Literature DB >> 14735310

The role of [(18)F] FDG-PET, CT/MRI and tumor marker kinetics in the evaluation of post chemotherapy residual masses in metastatic germ cell tumors--prospects for management.

Anna C Pfannenberg1, Karin Oechsle, Carsten Bokemeyer, Christian Kollmannsberger, Bernhard M Dohmen, Roland Bares, Jörg T Hartmann, Reinhard Vonthein, Claus D Claussen.   

Abstract

The purpose of this study was to assess the ability of [(18)F]FDG-PET, CT/MRI and serum tumor marker (TM) to predict the viability of residual masses after high-dose chemotherapy (HD-Ctx) in patients with metastatic germ cell tumors (GCT).
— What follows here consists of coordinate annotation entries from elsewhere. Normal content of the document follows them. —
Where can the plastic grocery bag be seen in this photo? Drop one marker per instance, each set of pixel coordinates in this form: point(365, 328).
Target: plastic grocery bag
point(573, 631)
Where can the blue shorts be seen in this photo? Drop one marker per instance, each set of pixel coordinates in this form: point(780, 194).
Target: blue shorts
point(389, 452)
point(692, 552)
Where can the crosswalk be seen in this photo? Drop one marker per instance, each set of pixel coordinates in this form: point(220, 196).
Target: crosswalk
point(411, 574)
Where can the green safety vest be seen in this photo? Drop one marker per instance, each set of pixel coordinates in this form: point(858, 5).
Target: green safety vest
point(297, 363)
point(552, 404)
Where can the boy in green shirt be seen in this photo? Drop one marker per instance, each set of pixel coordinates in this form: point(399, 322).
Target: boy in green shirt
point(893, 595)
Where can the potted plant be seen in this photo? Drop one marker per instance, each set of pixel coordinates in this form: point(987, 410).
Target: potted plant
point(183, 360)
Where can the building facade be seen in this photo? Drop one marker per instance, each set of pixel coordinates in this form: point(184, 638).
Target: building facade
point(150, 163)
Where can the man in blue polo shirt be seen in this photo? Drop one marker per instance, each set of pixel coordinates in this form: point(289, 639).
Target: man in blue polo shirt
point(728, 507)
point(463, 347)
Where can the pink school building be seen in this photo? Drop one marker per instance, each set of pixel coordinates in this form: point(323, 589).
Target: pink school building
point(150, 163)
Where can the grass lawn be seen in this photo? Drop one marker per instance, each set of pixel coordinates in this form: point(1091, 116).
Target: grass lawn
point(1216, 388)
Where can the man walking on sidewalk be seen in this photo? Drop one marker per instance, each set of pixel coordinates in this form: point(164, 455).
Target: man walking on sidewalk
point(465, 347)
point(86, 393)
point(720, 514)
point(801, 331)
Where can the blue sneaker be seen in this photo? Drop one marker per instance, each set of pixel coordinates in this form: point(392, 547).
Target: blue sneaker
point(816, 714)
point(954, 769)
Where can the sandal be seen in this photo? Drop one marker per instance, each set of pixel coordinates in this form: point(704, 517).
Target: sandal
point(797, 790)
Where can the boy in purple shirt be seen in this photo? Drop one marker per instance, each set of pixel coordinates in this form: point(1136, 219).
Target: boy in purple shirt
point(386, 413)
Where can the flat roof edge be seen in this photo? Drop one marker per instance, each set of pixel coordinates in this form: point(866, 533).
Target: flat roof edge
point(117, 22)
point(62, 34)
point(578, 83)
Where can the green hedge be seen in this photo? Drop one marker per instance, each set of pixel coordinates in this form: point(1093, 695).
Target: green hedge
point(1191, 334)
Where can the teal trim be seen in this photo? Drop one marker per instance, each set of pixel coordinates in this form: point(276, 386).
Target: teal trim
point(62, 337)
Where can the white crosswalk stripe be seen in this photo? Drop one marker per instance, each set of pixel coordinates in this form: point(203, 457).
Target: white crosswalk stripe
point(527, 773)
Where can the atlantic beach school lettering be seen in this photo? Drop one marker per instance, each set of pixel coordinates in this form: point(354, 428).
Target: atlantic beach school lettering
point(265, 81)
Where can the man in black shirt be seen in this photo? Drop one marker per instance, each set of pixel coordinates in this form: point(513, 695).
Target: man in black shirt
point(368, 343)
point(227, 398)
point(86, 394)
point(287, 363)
In a prospective study, 60 residual tumors in 28 GCT patients were classified as viable/nonviable by FDG-PET, CT/MRI and TM levels. The results were validated either by histological examination of a resected mass and/or biopsy or by clinical/radiological follow-up for at least 6 months. There were no significant differences among the sensitivities observed with PET, CT/MRI and TM, but PET was significantly more specific than CT/MRI in predicting residual mass viability. TM showed the highest specificity. The highest accuracy in classification of residual tumors was achieved by a combination of PET, CT/MRI and TM (area under the ROC curve =0.91). All mature teratomas showed false-negative PET results with SUVs in the same range as necrosis. For classification of residual masses after HD-Ctx of metastatic GCT, [(18)F]FDG-PET is a valuable diagnostic method to complement the established procedures CT and TM. Positive PET results are highly correlated with the presence of viable tumor, but residual masses with negative PET findings still require resection. In cases of tumor progression diagnosed by CT and elevated TM, additional PET examinations are without benefit. PET seems useful in patients with stable disease or partial remission in CT/MRI and normalized TM as well as in marker-negative disease.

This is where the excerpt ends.